Médecine personnalisée
Les chercheurs de l’Institut Mario Negri de Milan étudient également l’efficacité des médicaments grâce à une analyse avancée des données. En examinant les structures moléculaires, les données cliniques et sociodémographiques des patients et les résultats d’études dans la littérature médicale, ils identifient des corrélations complexes qui ne sont pas immédiatement apparentes.
L’IA, expliquent-ils, a le potentiel d’évaluer l’efficacité d’un médicament sur un individu. Ils sont étudiés, explique-t-il Alexandre Agosti« jumeau numérique » ou jumeaux numériques, c’est-à-dire des répliques virtuelles d’un individu, d’un organe, d’un processus ou d’une population. Le jumeau virtuel d’un patient simule les caractéristiques et le comportement biologique du patient, permettant de tester virtuellement l’efficacité de différents traitements et d’identifier le plus efficace avec le moins d’effets secondaires.
Prédire les maladies
Pour reconnaître l’évolution possible d’une maladie, il est nécessaire d’intégrer les données cliniques, génomiques, sociales et environnementales et de comprendre les relations de dépendance et de causalité qui les relient. Dans ce contexte, l’IA peut permettre de structurer ces informations, de les croiser et de les transformer en outils prédictifs.
L’identification des premiers signes d’une maladie, avec plus de sensibilité que les examens conventionnels, permet au médecin d’indiquer rapidement une voie de traitement ciblée.
De nombreux projets sont en cours. Le neurologue Federica Agosta et son équipe multidisciplinaire de San Raffaele à Milan travaillent sur un projet axé sur l’analyse précoce de la maladie d’Alzheimer. Marco DellaPortaresponsable du département Leucémie à l’Institut Clinique Humanitas, à un autre projet visant à identifier le moment opportun pour la transplantation de cellules souches chez les patients atteints de leucémie.

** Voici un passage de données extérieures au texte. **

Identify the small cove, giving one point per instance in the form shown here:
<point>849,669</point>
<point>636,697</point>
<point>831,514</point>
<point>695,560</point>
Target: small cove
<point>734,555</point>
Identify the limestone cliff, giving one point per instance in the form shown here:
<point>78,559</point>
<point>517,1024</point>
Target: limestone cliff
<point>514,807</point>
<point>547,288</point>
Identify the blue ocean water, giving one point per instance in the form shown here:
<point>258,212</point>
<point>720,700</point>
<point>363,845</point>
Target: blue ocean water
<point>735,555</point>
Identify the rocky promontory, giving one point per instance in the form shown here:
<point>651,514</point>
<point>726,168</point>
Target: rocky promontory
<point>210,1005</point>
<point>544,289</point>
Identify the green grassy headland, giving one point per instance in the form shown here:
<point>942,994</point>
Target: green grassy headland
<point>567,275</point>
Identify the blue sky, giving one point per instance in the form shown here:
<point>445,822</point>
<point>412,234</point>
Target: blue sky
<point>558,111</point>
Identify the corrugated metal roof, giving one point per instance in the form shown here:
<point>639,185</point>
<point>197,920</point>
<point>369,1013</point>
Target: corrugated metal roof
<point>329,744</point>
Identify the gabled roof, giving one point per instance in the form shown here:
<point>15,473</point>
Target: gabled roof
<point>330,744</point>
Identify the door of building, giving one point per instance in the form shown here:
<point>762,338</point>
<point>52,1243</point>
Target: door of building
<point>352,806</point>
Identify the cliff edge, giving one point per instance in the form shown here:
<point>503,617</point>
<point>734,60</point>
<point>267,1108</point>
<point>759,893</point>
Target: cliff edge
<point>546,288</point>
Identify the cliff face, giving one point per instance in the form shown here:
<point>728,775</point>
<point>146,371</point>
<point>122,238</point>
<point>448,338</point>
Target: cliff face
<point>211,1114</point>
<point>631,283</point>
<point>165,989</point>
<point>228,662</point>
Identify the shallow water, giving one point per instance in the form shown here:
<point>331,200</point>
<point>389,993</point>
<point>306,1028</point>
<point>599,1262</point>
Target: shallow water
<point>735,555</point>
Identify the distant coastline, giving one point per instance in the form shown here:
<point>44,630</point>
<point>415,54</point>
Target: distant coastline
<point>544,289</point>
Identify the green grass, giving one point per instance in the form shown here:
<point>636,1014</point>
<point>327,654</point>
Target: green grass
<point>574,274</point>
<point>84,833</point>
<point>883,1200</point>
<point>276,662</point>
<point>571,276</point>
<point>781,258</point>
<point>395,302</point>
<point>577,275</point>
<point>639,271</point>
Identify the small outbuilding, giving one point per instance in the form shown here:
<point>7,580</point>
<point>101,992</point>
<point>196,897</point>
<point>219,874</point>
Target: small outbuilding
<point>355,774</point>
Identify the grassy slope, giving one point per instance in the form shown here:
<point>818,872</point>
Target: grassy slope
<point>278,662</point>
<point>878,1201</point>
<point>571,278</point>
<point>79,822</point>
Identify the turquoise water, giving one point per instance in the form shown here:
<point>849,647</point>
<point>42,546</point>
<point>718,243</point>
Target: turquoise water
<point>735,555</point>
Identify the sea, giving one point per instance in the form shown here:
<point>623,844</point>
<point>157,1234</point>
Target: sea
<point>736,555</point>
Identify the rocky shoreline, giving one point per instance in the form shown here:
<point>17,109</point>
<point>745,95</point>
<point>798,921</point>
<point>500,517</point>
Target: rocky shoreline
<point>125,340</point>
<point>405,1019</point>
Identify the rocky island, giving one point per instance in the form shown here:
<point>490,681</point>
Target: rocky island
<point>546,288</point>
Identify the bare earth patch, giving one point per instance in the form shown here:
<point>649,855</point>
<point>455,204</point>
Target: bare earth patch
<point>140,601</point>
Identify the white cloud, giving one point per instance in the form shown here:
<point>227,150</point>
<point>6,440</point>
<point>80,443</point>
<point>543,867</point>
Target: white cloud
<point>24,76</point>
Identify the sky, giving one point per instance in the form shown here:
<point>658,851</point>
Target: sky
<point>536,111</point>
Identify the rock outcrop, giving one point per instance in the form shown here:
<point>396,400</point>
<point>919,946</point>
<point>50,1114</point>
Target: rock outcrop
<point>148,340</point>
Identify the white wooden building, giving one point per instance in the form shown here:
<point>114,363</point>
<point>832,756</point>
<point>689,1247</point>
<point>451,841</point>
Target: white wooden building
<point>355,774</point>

Comment la relation médecin/patient évolue
Avec l’arrivée de l’IA dans les milieux de soins, la relation médecin/patient évolue : de nouveaux mots sont nécessaires pour s’adresser au patient lorsque les algorithmes aident au processus diagnostique et thérapeutique. « Lorsque le processus de décision voit le soutien de la machine, avec tous les avantages qu’elle peut apporter dans l’identification de la gamme diagnostique et du type de traitement, cela doit être porté à la connaissance du patient », dit-il. Elena Vegniprofesseur de psychologie clinique à l’Université de Milan et directeur de psychologie clinique à l’ASST Santi Paolo e Carlo. La relation, souligne le psychologue, doit continuer à être transparente.